Anche a mia figlia, che ha 24 anni,
sembro
vecchissima
a 64.
“E’ una ruota”, diceva mia madre.
Tutte le domeniche
a mezzogiorno
la tribù intera
tanti figli tanti nipoti
si trasferiva a casa sua
per il pranzo della domenica.
questo, per dire,
che era una “vecchissima”
molto in gamba.
Era un’ottima cuoca.
Una volta è arrivato dall’Argentina
un parente di mio nonno:
lei si è fatta non in quattro,
ma in dodici, anche economicamente,
perché i soldi erano sempre pochi con cinque figli.
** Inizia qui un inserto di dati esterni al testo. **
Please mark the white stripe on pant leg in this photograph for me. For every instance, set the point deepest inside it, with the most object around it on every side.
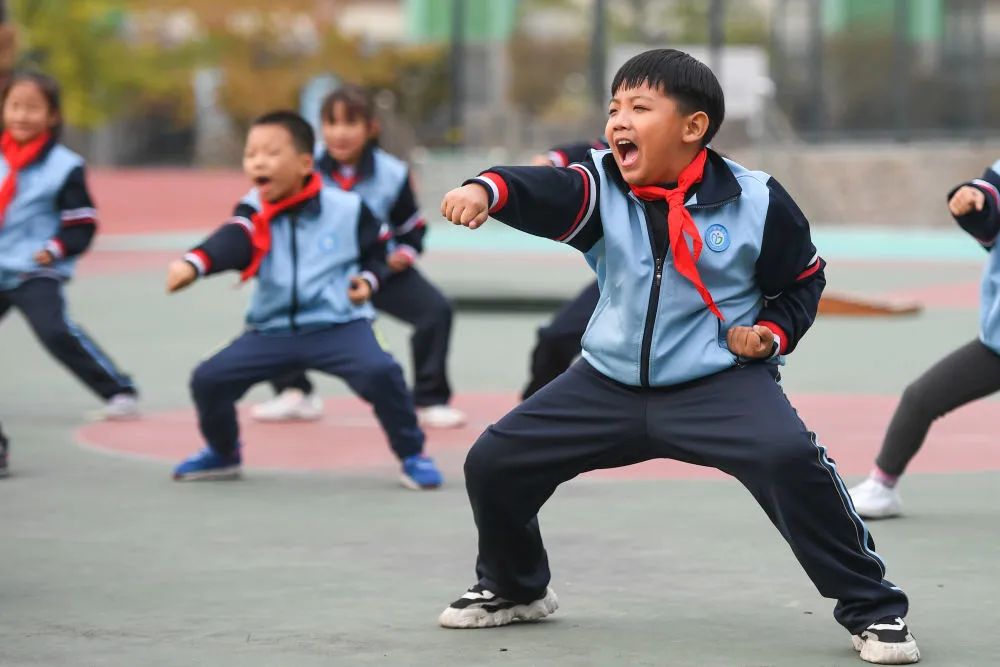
(90, 348)
(845, 498)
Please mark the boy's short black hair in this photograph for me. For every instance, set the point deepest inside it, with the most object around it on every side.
(681, 77)
(302, 133)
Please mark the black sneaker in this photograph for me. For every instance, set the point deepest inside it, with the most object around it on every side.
(479, 608)
(4, 446)
(887, 641)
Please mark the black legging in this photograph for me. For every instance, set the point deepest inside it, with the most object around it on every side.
(969, 373)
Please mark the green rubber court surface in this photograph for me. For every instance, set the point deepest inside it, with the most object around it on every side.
(318, 557)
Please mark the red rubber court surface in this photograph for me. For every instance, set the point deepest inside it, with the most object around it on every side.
(349, 439)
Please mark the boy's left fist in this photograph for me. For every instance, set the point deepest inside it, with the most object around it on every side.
(359, 291)
(756, 342)
(468, 205)
(400, 260)
(180, 274)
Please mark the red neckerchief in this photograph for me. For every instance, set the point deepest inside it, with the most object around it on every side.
(681, 224)
(261, 237)
(18, 156)
(345, 182)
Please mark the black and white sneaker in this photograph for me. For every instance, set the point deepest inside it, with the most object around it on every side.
(887, 641)
(479, 608)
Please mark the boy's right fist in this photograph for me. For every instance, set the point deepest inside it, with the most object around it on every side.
(966, 200)
(180, 274)
(468, 205)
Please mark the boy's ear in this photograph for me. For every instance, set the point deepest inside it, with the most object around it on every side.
(307, 162)
(695, 127)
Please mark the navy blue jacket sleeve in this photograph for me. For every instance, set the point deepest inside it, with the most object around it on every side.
(408, 225)
(984, 226)
(564, 155)
(372, 236)
(228, 248)
(789, 271)
(78, 215)
(558, 203)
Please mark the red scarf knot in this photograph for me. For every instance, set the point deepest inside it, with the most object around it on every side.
(680, 224)
(18, 156)
(260, 239)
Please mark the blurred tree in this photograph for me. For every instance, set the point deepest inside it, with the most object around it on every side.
(534, 88)
(85, 46)
(268, 51)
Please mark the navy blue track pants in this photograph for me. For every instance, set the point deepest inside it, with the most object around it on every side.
(348, 351)
(738, 421)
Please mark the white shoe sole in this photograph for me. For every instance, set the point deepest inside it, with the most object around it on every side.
(882, 653)
(880, 512)
(413, 486)
(217, 475)
(464, 619)
(298, 417)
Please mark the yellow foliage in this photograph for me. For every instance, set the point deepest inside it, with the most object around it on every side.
(80, 43)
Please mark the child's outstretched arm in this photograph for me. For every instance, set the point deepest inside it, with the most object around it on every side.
(408, 227)
(372, 237)
(789, 271)
(555, 203)
(228, 248)
(975, 205)
(79, 221)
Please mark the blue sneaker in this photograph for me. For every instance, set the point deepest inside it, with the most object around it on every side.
(208, 465)
(419, 472)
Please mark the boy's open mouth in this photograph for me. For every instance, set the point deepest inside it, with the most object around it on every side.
(628, 152)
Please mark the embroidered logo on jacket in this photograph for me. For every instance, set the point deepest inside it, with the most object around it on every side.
(717, 238)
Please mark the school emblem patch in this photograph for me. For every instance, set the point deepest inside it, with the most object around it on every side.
(717, 238)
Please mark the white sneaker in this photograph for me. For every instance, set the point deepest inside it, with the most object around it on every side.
(121, 407)
(874, 500)
(479, 608)
(887, 642)
(290, 405)
(440, 416)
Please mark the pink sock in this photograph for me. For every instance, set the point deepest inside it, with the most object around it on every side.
(883, 477)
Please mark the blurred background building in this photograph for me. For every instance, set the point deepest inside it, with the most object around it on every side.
(865, 91)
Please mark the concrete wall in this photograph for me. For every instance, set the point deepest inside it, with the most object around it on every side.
(886, 184)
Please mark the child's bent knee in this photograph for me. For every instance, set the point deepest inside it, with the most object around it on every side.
(481, 463)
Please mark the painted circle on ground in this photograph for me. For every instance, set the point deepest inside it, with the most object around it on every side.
(348, 439)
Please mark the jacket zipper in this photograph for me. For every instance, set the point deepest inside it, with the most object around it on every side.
(654, 290)
(293, 311)
(654, 300)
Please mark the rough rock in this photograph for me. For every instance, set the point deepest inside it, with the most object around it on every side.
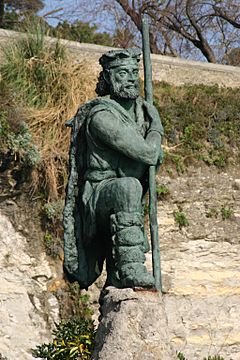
(133, 326)
(201, 276)
(200, 263)
(27, 310)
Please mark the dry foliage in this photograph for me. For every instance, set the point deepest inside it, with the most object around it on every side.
(48, 87)
(47, 124)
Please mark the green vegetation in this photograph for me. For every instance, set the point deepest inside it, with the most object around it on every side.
(162, 191)
(202, 123)
(73, 339)
(180, 218)
(180, 356)
(82, 32)
(17, 143)
(42, 87)
(226, 212)
(212, 213)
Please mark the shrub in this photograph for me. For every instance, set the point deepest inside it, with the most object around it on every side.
(226, 212)
(180, 356)
(48, 87)
(201, 123)
(180, 218)
(162, 191)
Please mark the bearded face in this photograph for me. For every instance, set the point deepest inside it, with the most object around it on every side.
(124, 82)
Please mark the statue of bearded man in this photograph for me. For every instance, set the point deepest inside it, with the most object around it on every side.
(115, 139)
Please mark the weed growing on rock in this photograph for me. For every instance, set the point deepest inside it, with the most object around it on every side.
(48, 87)
(162, 191)
(180, 356)
(226, 212)
(201, 123)
(73, 339)
(180, 218)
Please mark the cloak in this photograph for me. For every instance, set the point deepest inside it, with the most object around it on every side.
(83, 260)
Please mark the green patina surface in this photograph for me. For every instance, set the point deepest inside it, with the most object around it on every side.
(115, 139)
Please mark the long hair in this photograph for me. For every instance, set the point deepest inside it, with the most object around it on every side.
(102, 87)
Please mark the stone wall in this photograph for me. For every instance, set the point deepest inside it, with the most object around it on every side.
(172, 70)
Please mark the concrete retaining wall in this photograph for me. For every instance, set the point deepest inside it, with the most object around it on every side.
(172, 70)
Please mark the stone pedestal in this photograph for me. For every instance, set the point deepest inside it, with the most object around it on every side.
(133, 327)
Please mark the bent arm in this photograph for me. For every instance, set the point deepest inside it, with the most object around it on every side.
(125, 139)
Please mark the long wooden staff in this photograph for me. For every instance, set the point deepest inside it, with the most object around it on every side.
(152, 170)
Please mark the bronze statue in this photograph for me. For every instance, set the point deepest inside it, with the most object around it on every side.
(115, 139)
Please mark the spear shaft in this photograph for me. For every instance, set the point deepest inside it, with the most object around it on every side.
(152, 170)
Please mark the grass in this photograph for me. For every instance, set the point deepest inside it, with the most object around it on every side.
(202, 124)
(42, 87)
(47, 87)
(180, 218)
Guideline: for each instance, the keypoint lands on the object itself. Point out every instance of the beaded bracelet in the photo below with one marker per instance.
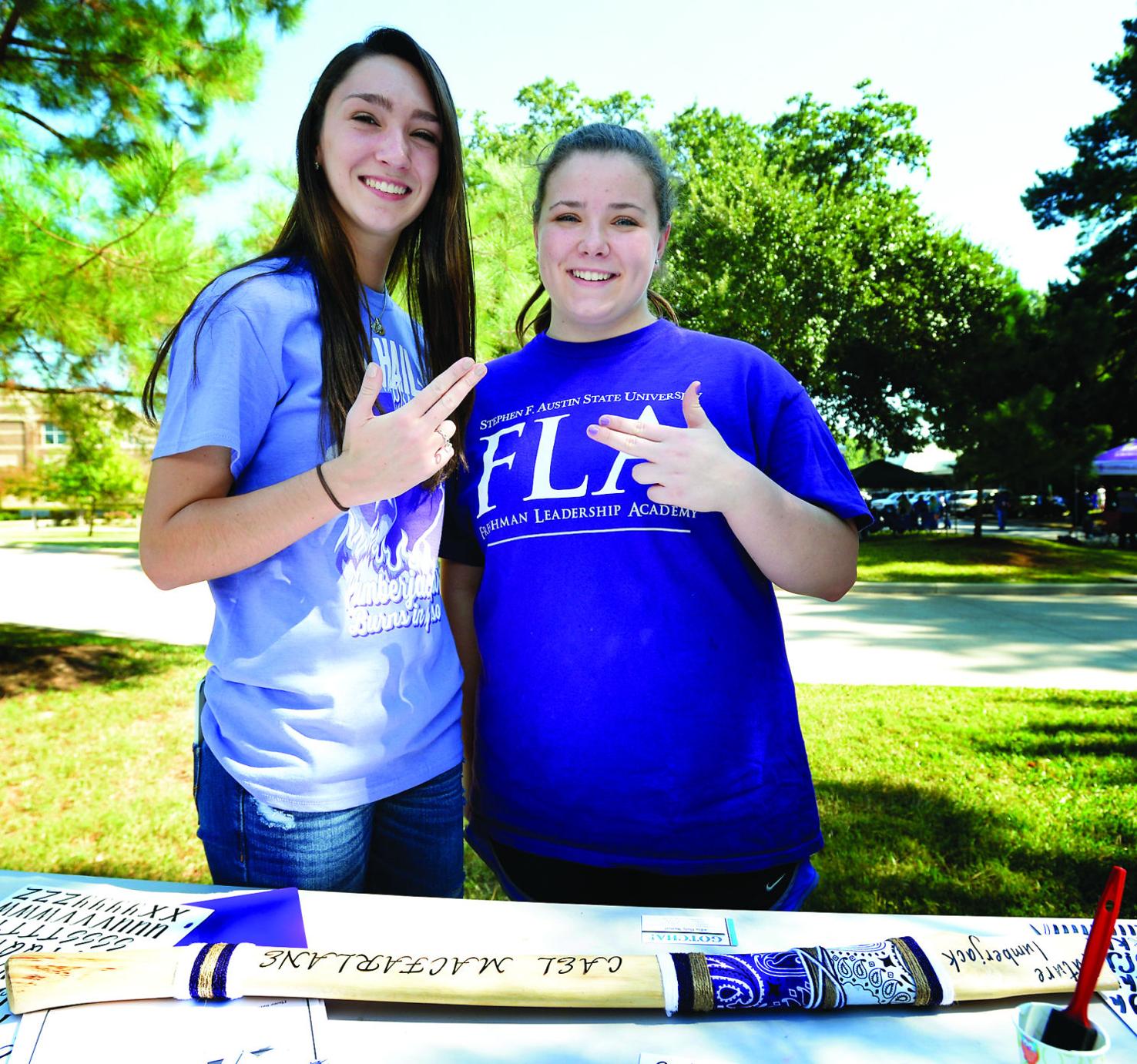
(339, 506)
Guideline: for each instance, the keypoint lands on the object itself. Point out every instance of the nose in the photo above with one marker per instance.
(592, 240)
(391, 147)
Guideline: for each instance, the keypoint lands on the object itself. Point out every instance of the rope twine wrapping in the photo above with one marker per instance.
(205, 977)
(893, 972)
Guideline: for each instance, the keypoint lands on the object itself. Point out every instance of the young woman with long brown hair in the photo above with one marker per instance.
(329, 740)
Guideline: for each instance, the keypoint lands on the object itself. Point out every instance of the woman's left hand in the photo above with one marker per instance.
(692, 468)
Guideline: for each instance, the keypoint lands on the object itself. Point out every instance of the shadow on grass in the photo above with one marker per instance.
(55, 660)
(72, 545)
(907, 849)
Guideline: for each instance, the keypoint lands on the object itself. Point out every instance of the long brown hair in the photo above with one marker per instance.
(431, 262)
(601, 138)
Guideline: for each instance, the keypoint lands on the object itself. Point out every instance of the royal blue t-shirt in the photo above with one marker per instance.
(334, 676)
(636, 704)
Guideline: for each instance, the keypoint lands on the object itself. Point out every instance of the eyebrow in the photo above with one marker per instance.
(384, 102)
(577, 205)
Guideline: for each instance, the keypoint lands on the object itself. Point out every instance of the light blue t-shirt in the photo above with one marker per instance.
(334, 679)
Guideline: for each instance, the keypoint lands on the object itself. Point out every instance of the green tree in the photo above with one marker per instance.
(97, 472)
(501, 183)
(1095, 318)
(795, 237)
(99, 106)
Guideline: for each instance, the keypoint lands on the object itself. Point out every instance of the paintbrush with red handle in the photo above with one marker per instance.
(1070, 1029)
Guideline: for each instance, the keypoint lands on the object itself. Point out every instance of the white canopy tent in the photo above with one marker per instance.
(1119, 461)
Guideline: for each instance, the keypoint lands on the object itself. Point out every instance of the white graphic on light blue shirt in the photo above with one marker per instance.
(387, 552)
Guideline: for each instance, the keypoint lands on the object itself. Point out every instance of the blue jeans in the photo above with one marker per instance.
(408, 844)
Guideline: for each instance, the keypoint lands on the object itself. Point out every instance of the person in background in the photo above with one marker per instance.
(635, 492)
(1125, 502)
(307, 428)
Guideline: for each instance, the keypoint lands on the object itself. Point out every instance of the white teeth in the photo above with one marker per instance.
(386, 186)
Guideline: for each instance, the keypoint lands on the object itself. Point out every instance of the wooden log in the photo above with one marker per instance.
(937, 970)
(40, 982)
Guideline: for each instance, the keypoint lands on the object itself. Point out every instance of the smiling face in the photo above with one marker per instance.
(597, 240)
(379, 148)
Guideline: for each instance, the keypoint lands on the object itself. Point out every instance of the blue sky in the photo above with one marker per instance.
(998, 83)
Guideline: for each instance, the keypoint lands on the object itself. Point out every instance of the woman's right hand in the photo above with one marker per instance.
(387, 454)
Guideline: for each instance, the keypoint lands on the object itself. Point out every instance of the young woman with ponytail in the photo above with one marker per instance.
(633, 492)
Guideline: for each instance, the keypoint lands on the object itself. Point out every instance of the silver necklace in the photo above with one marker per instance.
(377, 323)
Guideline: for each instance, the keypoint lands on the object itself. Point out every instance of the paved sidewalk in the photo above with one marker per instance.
(1002, 636)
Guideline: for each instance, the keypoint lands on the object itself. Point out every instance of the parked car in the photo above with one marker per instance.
(893, 499)
(963, 502)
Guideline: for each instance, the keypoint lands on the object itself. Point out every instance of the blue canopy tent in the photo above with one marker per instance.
(1119, 461)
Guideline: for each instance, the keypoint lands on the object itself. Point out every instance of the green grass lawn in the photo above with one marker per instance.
(989, 559)
(924, 556)
(933, 799)
(49, 537)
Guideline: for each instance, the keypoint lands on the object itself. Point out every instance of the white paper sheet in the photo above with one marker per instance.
(246, 1031)
(36, 918)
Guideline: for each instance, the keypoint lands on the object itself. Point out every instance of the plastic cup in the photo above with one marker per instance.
(1030, 1022)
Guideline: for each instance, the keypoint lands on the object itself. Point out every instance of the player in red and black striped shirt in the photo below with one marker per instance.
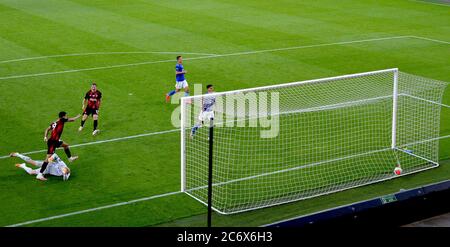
(55, 142)
(91, 106)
Oltre a cucinare eccellentemente
era anche una persona orgogliosa
che teneva a fare bella figura,
far vedere al parente che mio nonno lavorava
(era falegname in proprio)
e guadagnava bene
anche se non era vero.
Questo parente, quando è andato al paese
dei miei nonni,
nell’entroterra,
un paesino arroccato
che si chiama Pompeiana,
si è premurato di dire a tutti:
(i pettegolezzi alle stelle)
“ Povero Pepin, lui è tanto lavoratore
ma ha sposato una moglie con le mani bucate!”
La rabbia di mia nonna
ha toccato il cielo
e poi
è discesa
dolcemente.
Tutto quello che sapevo da ragazzina
l’ho imparato da lei.
anche da mio nonno
ma era lei che troneggiava nella mia mente.
E’ stata lei
la prima persona
nel mondo
che
mi
ha dato fiducia.
Da bambina
bagnavo
sempre il letto.
Dormivo
nella camera dei miei.
Una culla nella quale
ero cresciuta
tanto
che
dormivo
con le ginocchia
sul mento.
Mia madre
forse
per qualche terribile idiosincrasia
diventava una furia
tutte le volte
che
se ne accorgeva.
La cerata
che
proteggeva
il materasso
d’estate
era bollente.
Questa storia è andata avanti per anni.
io stavo sempre zitta: avevo paura di mia madre.
Difficile
dire
la mia estrema umiliazione.
Apricale, entroterra Liguria di Ponente
In una vacanza nell’entroterra
d’estate
siamo rimasti
soli
mia nonna ed io.
Mi ha portato a fare pipì
lo ricordo come fosse accaduto ieri
poi
mi ha detto:
“Adesso dormi con me.
Sono sicura che non farai pipì nel letto.”
Da quella notte
ho perso
un’abitudine
straziante.
Lei aveva visto che ero cresciuta.
Potevo
riacquistare
fiducia
in
un
mio
futuro
e
ne-
gli
adulti.
Era una donna forte
che sapeva lottare
con intelligenza e furbizia
e non mollava mai:
senza la sua immagine nel cuore
unita a quella di mia madre
che era fatto dello stesso stampo
ma era rimasta “figlia”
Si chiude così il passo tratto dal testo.